Orders shall not be effective longer than 30 days, but may be renewed or continued, in the discretion of the court, for an additional period not to exceed 30 days, on application of officer securing original.

The use in court of evidence obtained by wiretapping is limited to that obtained in conformity with this legislation, and then only in a prosecution for the crime or crimes' specified in the court order, in the circuit courts of the State, or in the criminal courts of Baltimore City. Annotated Code (Flack, 1957 Com. Supp.) article 35, section 100 and the following.

New York.-Ex parte orders for the interception, overhearing, or recording of telegraphic or telephonic communications may be issued by judges of designated courts upon oath or affirmation of a district attorney, the attorney general, or any police officer above the rank of sergeant that there is reasonable ground to believe that evidence of crime may be thus obtained. The words "overhearing or recording" are designed to cover eavesdropping and were added to the law in 1957. Identification of telephone number, or telegraph line, and description of persons whose communications are to be intercepted, overheard, or recorded, and the purposes thereof are required.

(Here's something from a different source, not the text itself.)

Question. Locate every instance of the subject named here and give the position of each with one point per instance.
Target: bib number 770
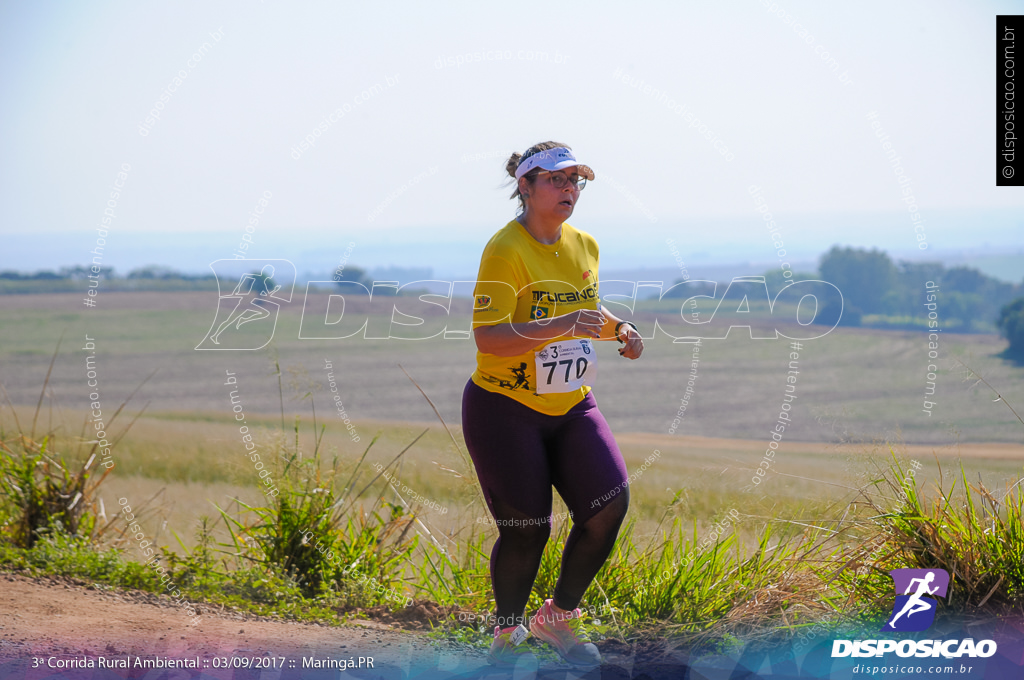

Such orders are effective for a specified time not exceeding 2 months, but may be extended or renewed by the issuing judge upon his being convinced that a renewal is in the public interest. Criminal Code (McKinney, 1945), section 813-a.

This legislation contains no prohibition against the use in court of evidence obtained by wiretapping not conducted in conformity therewith. By reason of their application of the colateral evidence rule, evidence thus acquired is admissible in New York courts (People v. Katz (1952) 114 N. Y. S. 2d 360).

The legality of this legislation has been denied by State Supreme Court Justice Samuel H. Hofstedter in his ruling of January 2, 1958 in In the Matter of Interception of Telephone Communications (New York Law Journal, Jan. 3, 1958, p. 1, col. 5). The justice said that under the decision of the United States v. Benanti (26 U. S. Law Week, 4045), decided December 9, 1957, no wiretap order pursuant to section 813-a of the Code of Criminal Procedure may lawfully be issued. He further said:

"As we have no system of advisory opinions in this State and, according to our practice, applications for wiretaps are made at special term, part II, this memorandum will apprise enforcement and prosecuting officers that while I preside at special term, part II, during this month no application for a wiretap order will be honored.

"Under the decision in Benanti, orders authorizing interceptions are contrary in controlling Federal law. Its authority requires me, therefore, to deny any application for such an order. For all wiretaps, whether 'authorized' or not in this State are now illegal. ***"

Justice Hofstedter's memorandum opinion as such cannot be contested directly to the State's appellate division, however, if an enforcement official submits a wiretap order to the justice, and he refused to sign it, the official then may appeal the decision to the higher court.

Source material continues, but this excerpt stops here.